Which brings us to Furst. Now that Bach's friends are dead, Lassick decides they have to cover everything up (his first sane decision of the picture). Bach returns from some emmy winning reporting (and an attempt at a reconciliation with her "abusive" boyfriend) only to be locked in the basement (at about the 1:10 mark). Shock, baby Furst isn't the villain of this thing at all. It's his incestuous, raping father. Oh sure, rape baby killed the two women but those deaths were an accident (grate falling on head, woman's face not small enough to fit through cracks in grate). He just wanted to play! Any good lawyer could get him off on an involuntary manslaughter charge. These scenes between Bach and Furst in the basement are funny, uncomfortable, sad and, dare I say, poignant? Nope, not going there. Furst looks a bit like Jason Voorhees, only if Voorhees wore diapers, was beyond pudgy, and repeatedly hit himself in the head with a teddy bear. Still, Bach would rather be left alone by the overgrown brat. The bitch did lie about getting an abortion to her boyfriend after all. In fact, I think she lied about him beating on women, but I digress. The guy may be a failure, but at least he'll show up to save the day, right? Um, yeah, unfortunately, he's got that bum knee which provides the comedic gem of the picture.
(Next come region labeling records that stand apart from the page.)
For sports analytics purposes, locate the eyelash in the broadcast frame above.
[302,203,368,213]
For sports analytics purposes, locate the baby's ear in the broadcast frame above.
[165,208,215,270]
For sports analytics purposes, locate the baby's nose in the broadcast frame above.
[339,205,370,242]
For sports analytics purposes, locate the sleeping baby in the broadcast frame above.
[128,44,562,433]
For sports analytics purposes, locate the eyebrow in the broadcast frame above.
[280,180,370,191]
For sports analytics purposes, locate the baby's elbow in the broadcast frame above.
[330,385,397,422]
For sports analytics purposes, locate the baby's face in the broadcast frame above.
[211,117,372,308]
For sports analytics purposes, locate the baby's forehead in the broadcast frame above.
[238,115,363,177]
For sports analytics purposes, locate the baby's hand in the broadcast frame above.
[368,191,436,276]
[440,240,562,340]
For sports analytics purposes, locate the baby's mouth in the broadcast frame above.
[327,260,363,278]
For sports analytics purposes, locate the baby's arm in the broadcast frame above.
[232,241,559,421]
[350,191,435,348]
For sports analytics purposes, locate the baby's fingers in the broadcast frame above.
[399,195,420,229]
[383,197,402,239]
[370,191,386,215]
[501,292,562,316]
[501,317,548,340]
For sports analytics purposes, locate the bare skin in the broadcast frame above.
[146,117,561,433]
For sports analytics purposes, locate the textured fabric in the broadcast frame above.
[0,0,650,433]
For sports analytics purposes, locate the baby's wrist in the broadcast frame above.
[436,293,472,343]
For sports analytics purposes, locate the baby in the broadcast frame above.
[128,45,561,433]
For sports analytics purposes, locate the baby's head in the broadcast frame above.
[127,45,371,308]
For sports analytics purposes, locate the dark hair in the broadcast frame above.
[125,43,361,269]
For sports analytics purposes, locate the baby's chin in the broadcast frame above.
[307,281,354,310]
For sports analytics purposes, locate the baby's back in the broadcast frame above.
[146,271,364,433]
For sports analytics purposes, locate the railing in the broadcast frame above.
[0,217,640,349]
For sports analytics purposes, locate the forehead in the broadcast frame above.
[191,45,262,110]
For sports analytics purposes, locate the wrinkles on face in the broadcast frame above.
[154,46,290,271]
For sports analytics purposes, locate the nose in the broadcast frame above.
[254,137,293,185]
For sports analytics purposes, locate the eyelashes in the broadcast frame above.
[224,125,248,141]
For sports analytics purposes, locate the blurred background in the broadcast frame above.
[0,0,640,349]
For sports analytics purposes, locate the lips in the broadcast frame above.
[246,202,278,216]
It's hard not to recommend this one despite everything that's wrong with it. It's a failure in every respect. The characters are all poorly developed. Bach, the heroine, comes across as a complete bitch whom the audience would love to see meet a grisly end(not the poor girl that actually showed her bush!) Also, how the fuck are we supposed to suspend disbelief for even a second and believe that the guy that played Flounder could make his way around the house via ventilation shafts? Im-fucking-possible. I call bullshit. Then again, in a house that features a magic keyhole, maybe, just maybe, anything is possible.